If Frantics has any major issues, it results from the controls. Game that ask you to make simple swiping motions, aim at a target, determine how much charge you want on a meter, or hold down a button, like Friendless Runner and Chair Riots, are the most fun. The ones that suffer most under this system are the ones that require you to tilt your phone to control your character. It’s not that the tilt controls are bad. Quite the opposite. While they’re not as accurate as a good old-fashioned analog stick, I’ve rarely lost because of them.
No, the real issue is how the game asks you to hold your phone. Most game require you to hold your phone out in front of you at an angle, like you’re about to hand it off to someone else while still trying to read a text. For most games, this is fine, but many of the game use tilt controls, which can be uncomfortable after a few games. Tilting one way – in the direction of the thumb on the hand that’s holding your phone – is also much harder than the other because of the way the human wrist operates, which leaves you at a bit of a disadvantage in certain situations.

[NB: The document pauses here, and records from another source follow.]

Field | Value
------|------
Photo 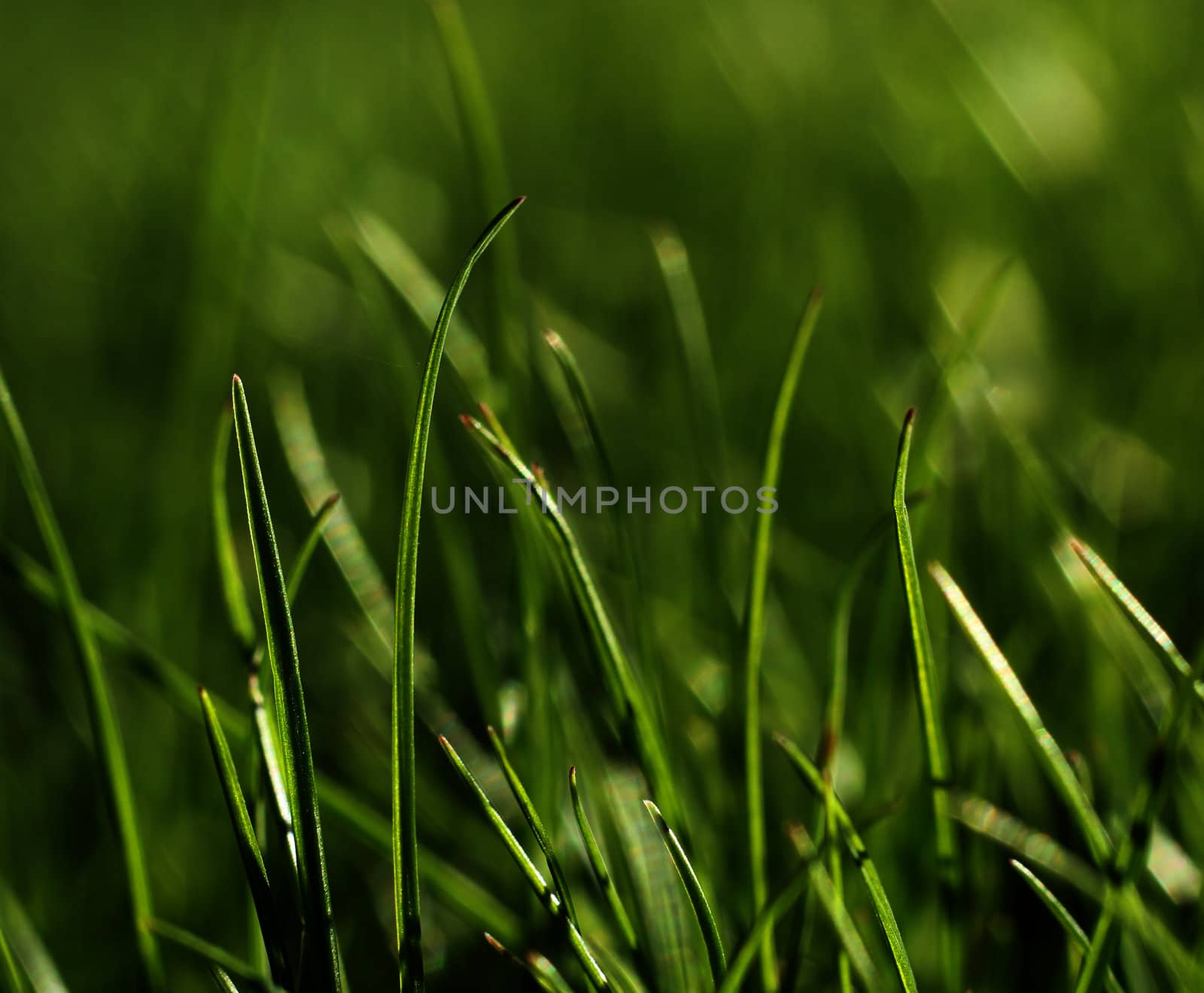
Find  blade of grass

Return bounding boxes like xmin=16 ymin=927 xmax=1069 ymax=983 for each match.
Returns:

" The real issue is how the game asks you to hold your phone. Most game require you to hold your phone out in front of you at an angle, like you’re about to hand it off to someone else while still trying to read a text. For most games, this is fine, but many of the game use tilt controls, which can be uncomfortable after a few games."

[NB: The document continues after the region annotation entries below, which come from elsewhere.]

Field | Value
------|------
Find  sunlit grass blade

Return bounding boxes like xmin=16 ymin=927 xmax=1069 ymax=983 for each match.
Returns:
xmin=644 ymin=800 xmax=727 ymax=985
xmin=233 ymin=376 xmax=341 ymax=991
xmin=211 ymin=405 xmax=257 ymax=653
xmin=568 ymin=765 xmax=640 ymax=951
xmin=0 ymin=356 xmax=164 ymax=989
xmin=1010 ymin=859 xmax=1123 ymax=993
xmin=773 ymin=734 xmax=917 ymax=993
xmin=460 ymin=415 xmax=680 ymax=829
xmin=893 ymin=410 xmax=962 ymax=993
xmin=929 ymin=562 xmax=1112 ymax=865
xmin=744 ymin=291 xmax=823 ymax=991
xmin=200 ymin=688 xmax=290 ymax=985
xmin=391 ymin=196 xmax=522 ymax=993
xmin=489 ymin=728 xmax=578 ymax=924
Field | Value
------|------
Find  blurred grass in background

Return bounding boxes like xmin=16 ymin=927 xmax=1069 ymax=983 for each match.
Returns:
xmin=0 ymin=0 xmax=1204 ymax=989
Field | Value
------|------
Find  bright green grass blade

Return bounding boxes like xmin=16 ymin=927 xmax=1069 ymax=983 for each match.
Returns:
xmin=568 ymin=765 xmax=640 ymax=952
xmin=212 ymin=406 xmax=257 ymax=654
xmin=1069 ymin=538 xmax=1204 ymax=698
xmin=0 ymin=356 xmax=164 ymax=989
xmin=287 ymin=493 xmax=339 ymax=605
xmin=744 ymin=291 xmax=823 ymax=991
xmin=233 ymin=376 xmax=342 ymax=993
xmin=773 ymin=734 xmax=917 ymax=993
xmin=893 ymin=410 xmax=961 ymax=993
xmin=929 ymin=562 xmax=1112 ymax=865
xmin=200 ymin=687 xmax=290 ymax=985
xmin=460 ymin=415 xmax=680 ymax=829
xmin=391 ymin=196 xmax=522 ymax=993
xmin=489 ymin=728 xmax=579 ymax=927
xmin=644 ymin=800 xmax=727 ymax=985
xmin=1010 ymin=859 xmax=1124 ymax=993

I don’t want to knock Frantics too much for this – I like how Fox sends you messages about who hit you the most in a previous game and give you secret missions via the second screen – but it can cause issues in stuff like Dough Knights and Jet Pack Nut Job, especially if you or your friends are new to those games or want to play Frantics for an extended period of time.
If you can get past that, though, and have a phone that can run it (and yes, some people do have some that can’t), Frantics is a good time, especially if you have some friends to play it with. It’s a charming game, and Fox’s quippy brand of mischief manages to both keep things interesting and funny. Fox even gives out cosmetic rewards – sunglasses, ten gallon hats, etc – to the winner of a long series, so you customize your chosen animal avatar. And I have to tell you, my platypus was lookin’ pretty good after a few rounds.
Frantics falls a little short of being the truly great title that is going to make PlayLink take off, but it is a good party game that feels different enough from everything else out there to warrant a look. I just wish you had that option to play it with a controller. You know, for that one friend who’s still rocking a flip phone. They deserve a chance to play, too.
This game was reviewed on the PlayStation 4.
Fun art style and charming characters. Fox is a delightful jerk. Lots of mini-games to play and lots of ways to play them. Makes good use of the phone.
The ready position can make using the tilt controls uncomfortable. Having the option to use a controller would be nice.